The “pricking” in the text presented here is not the same as “witch pricking,” a common procedure carried out in witch hunts for determining numb areas on the body that were taken as a characteristic of witches. In addition to using quite a different technique, the author or scribe evidently did not seek to initiate legal proceedings against the witches, but rather to force them to confess or merely abjure their evil ways. This intent accords well with Briggs’ accounts, in which identification by cunning-folk commonly preceded witchcraft accusations by years or even decades.
This manuscript is the work of a single scribe who mixes italic and secretary hands, the latter dating to approximately 1600 or 1610.15 The scribe may be the “J. A. B.” who appears in a love charm with his beloved, “A. D.,” but it is not impossible that these identifying initials were simply copied from a source text.
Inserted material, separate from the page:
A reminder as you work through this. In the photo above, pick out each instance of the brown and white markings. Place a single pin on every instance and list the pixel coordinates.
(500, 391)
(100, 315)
Given the date, the frankly Roman Catholic nature of many of the conjurations raises some interesting questions about the scribe’s religious beliefs. Invocations of the saints and prayers to the Virgin Mary suggest at very least that the operator was not bothered by the “old religion.” Lapses in Latin grammar and spelling suggest mediocre attainment in the language, but these would not be out of keeping with many late medieval or early modern texts of magic, which were often written by scribes with a moderate level of learning.
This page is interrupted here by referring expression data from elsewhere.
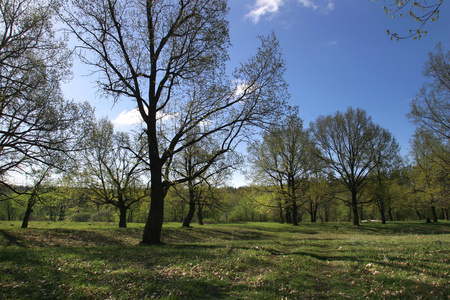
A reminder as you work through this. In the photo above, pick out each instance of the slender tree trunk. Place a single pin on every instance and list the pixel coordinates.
(280, 209)
(391, 218)
(28, 211)
(288, 212)
(294, 213)
(123, 216)
(382, 209)
(419, 215)
(200, 214)
(188, 219)
(433, 213)
(26, 217)
(354, 207)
Significant sections of the manuscript are written in Latin, and at one point the scribe produces a reasonable translation of a Latin charm he has just recorded. That some of the passages are copied from a Latin edition of Cornelius Agrippa’s ‘De occulta Philosophia’ suggests the scribe moved on the fringes of learned circles.
While some magic collections were clearly assembled by individuals interested only in practising the art in private or perhaps even merely in studying it, this volume contains an ambiguous mixture of elements suggesting the scribe may also have had in mind more public forms of practice.
Treasure hunting, thief detection, witch detection, and magical cures, which together represent a significant portion of this manuscript, were the province of both cunning-folk and professional magicians.
On the other hand, operations to see spirits without the aid of a skryer suggest that his interest in magic was as much motivated by a genuine personal fascination with the numinous as by the potential monetary gains of professional theft detection or treasure hunting. Whether or not the scribe was a professional practitioner remains unclear, but given that he devotes only a tiny fraction of the collection to witch detection, this would not appear to have been a speciality.